Pensei: o gajo nunca mais chega. E depois pensei: não posso chamar-lhe "gajo", é um grande poeta, talvez o maior poeta do século vinte, morreu há muitos anos, tenho de o tratar com respeito, ou melhor, com respeitinho. Mas entretanto começava a aborrecer-me, o sol dardejava, o sol do fim de Julho, e pensei ainda: estou de férias, estava tão bem lá em Azeitão, na quinta dos meus amigos, por que é que aceitei este encontro aqui no cais?, tudo isto é absurdo. E olhei aos meus pés a silhueta da minha sombra, e também me pareceu absurda, incongruente, não tinha sentido, era uma silhueta curta, esmagada pelo sol do meio-dia, e foi então que me lembrei: ele tinha marcado às doze, mas talvez quisesse dizer doze da noite, porque os fantasmas aparecem à meia-noite. Levantei-me e percorri o cais. Na avenida, o trânsito tinha parado, passavam poucos carros, alguns com chapéus-de-sol no porta-bagagem, era tudo gente que ia para as praias da Caparica, estava um dia quentíssimo, pensei: o que faço eu aqui no último domingo de Julho?, e acelerei o passo para ver se chegava o mais rapidamente possível a Santos, talvez no jardim estivesse um pouco mais fresco.

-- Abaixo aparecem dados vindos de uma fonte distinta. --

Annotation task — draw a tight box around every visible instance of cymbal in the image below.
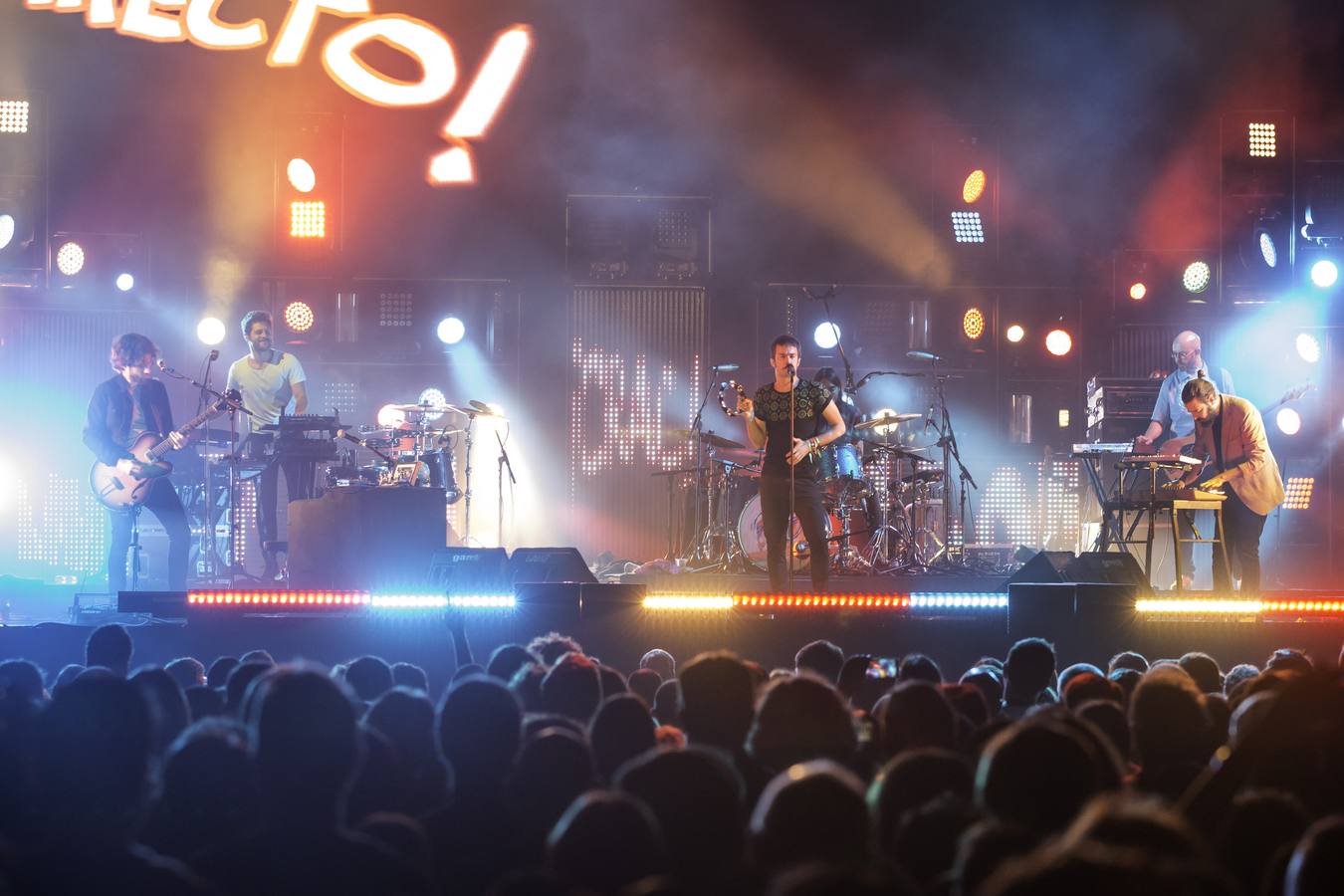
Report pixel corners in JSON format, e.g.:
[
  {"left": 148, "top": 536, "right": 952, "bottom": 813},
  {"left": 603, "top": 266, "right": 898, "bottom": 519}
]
[
  {"left": 663, "top": 428, "right": 746, "bottom": 449},
  {"left": 853, "top": 414, "right": 923, "bottom": 432}
]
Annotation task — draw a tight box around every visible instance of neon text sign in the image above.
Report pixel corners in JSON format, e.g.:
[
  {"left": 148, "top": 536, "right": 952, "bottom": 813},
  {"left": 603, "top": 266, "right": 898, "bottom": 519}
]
[{"left": 23, "top": 0, "right": 533, "bottom": 185}]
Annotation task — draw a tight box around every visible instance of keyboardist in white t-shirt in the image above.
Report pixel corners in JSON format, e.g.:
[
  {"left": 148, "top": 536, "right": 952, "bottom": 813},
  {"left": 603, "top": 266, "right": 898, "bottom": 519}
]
[{"left": 229, "top": 312, "right": 312, "bottom": 579}]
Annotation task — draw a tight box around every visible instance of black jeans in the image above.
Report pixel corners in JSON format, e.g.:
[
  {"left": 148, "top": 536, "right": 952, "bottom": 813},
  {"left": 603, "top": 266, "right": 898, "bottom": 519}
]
[
  {"left": 761, "top": 476, "right": 830, "bottom": 592},
  {"left": 108, "top": 476, "right": 191, "bottom": 593},
  {"left": 1214, "top": 488, "right": 1267, "bottom": 595}
]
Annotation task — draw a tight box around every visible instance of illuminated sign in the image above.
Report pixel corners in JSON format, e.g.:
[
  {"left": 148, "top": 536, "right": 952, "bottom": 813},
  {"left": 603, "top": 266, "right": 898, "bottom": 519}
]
[{"left": 23, "top": 0, "right": 533, "bottom": 185}]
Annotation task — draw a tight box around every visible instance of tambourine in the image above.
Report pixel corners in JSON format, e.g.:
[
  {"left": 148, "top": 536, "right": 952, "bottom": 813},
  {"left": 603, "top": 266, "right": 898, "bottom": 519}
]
[{"left": 719, "top": 380, "right": 748, "bottom": 416}]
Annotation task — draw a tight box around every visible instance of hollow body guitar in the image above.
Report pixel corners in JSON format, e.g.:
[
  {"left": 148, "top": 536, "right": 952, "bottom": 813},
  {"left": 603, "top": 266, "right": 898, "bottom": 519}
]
[{"left": 89, "top": 389, "right": 241, "bottom": 511}]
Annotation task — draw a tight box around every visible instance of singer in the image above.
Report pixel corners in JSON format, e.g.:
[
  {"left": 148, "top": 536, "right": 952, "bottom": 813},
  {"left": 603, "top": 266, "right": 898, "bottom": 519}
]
[
  {"left": 226, "top": 312, "right": 312, "bottom": 580},
  {"left": 84, "top": 334, "right": 191, "bottom": 593},
  {"left": 738, "top": 336, "right": 845, "bottom": 593}
]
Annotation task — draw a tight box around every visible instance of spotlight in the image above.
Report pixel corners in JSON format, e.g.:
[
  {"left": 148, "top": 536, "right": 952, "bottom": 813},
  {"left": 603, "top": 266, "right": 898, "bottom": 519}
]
[
  {"left": 435, "top": 317, "right": 466, "bottom": 345},
  {"left": 1297, "top": 334, "right": 1321, "bottom": 364},
  {"left": 1312, "top": 258, "right": 1340, "bottom": 289},
  {"left": 952, "top": 211, "right": 986, "bottom": 243},
  {"left": 1180, "top": 262, "right": 1214, "bottom": 293},
  {"left": 811, "top": 321, "right": 840, "bottom": 347},
  {"left": 285, "top": 158, "right": 318, "bottom": 193},
  {"left": 961, "top": 168, "right": 986, "bottom": 205},
  {"left": 1045, "top": 330, "right": 1074, "bottom": 357},
  {"left": 196, "top": 317, "right": 224, "bottom": 345},
  {"left": 285, "top": 303, "right": 316, "bottom": 334},
  {"left": 57, "top": 241, "right": 84, "bottom": 277}
]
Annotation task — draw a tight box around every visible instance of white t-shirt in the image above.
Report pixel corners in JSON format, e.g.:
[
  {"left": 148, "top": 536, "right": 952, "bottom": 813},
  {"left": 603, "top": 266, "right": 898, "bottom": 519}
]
[{"left": 229, "top": 350, "right": 308, "bottom": 430}]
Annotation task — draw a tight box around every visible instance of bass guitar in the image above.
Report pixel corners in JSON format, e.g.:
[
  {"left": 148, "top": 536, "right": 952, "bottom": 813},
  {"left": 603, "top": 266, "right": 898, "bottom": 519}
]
[{"left": 89, "top": 389, "right": 242, "bottom": 511}]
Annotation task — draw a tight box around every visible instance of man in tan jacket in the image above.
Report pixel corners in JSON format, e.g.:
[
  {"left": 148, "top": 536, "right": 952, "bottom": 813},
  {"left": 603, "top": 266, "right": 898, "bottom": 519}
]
[{"left": 1179, "top": 370, "right": 1283, "bottom": 593}]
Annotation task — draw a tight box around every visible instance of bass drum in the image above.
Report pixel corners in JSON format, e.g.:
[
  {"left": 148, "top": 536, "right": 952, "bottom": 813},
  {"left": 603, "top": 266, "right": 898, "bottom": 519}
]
[{"left": 738, "top": 495, "right": 832, "bottom": 572}]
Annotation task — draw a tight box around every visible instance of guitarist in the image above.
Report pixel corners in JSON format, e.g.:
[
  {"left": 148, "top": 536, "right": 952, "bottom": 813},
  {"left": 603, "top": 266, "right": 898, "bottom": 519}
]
[
  {"left": 1136, "top": 331, "right": 1235, "bottom": 588},
  {"left": 84, "top": 334, "right": 191, "bottom": 593}
]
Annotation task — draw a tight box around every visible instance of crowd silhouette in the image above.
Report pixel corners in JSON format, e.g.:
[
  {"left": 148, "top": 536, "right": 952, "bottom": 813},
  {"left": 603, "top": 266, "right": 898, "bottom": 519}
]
[{"left": 0, "top": 624, "right": 1344, "bottom": 896}]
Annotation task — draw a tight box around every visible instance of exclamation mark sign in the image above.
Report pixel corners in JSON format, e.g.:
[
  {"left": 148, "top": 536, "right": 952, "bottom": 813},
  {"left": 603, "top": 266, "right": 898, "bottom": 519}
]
[{"left": 429, "top": 26, "right": 533, "bottom": 185}]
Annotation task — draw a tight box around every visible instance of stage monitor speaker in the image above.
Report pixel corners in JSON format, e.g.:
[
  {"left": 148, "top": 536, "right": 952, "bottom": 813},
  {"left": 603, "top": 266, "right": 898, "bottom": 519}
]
[{"left": 508, "top": 549, "right": 596, "bottom": 584}]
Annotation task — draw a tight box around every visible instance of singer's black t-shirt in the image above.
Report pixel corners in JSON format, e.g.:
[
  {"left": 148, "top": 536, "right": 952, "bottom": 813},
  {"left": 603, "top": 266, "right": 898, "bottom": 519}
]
[{"left": 753, "top": 380, "right": 830, "bottom": 480}]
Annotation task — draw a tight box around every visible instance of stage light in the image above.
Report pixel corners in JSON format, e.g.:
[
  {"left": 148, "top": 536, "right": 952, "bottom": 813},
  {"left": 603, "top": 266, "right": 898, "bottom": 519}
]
[
  {"left": 961, "top": 308, "right": 986, "bottom": 338},
  {"left": 0, "top": 100, "right": 28, "bottom": 134},
  {"left": 57, "top": 241, "right": 84, "bottom": 277},
  {"left": 196, "top": 317, "right": 224, "bottom": 345},
  {"left": 1297, "top": 334, "right": 1321, "bottom": 364},
  {"left": 961, "top": 168, "right": 986, "bottom": 205},
  {"left": 289, "top": 199, "right": 327, "bottom": 239},
  {"left": 811, "top": 321, "right": 840, "bottom": 347},
  {"left": 1180, "top": 261, "right": 1214, "bottom": 293},
  {"left": 285, "top": 303, "right": 316, "bottom": 334},
  {"left": 952, "top": 211, "right": 986, "bottom": 243},
  {"left": 1312, "top": 258, "right": 1340, "bottom": 289},
  {"left": 1247, "top": 120, "right": 1278, "bottom": 158},
  {"left": 285, "top": 158, "right": 318, "bottom": 193},
  {"left": 1045, "top": 330, "right": 1074, "bottom": 357},
  {"left": 435, "top": 317, "right": 466, "bottom": 345}
]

O jardim estava deserto, estava só o homem dos jornais em frente da sua banca. Aproximei-me e o homem sorriu. O Benfica ganhou, disse radiante, já viu as notícias? Fiz sinal que não, que ainda não tinha visto e o homem disse: foi um jogo nocturno em Espanha, um jogo de beneficência. Comprei A Bola e escolhi um banco para me sentar. Estava a ler como se tinha passado o lance do jogo que tinha levado o Benfica a marcar o golo da vitória contra o Real Madrid, quando ouvi dizer: bom dia, e levantei a cabeça. Bom dia, repetiu o jovem de barbas que estava na minha frente, precisava da sua ajuda. Ajuda para quê?, perguntei eu. Ajuda para comer, disse o rapaz, há dois dias que estou sem comer. Era um rapaz dos seus vinte anos, de blue-jeans e camisa, que me estendia timidamente a mão como se me pedisse esmola. Era loiro e tinha duas grandes olheiras. Dois dias sem tomar droga, disse eu instintivamente, e o jovem replicou: é a mesma coisa, também é comida, pelo menos para mim. Em princípio sou a favor de todas as drogas, disse eu, leves e pesadas, mas só em princípio, na prática sou contra, desculpe, sou um intelectual burguês cheio de preconceitos, não posso aceitar que você faça uso de drogas neste jardim público oferecendo uma imagem desoladora do seu corpo, desculpe mas é contra os meus princípios, talvez eu pudesse admitir que você se drogasse na sua casa como se fazia antigamente, na companhia de amigos inteligentes e cultos ouvindo Mozart ou Erik Satie. A propósito, acrescentei, gosta do Erik Satie? O Rapaz Drogado olhou para mim com ar espantado. É um amigo seu?, perguntou.
"Requiem - Uma Alucinação", Antonio Tabucchi
(Antonio Tabucchi nasceu no dia 24 de Setembro de 1943. Morreu em 2012.)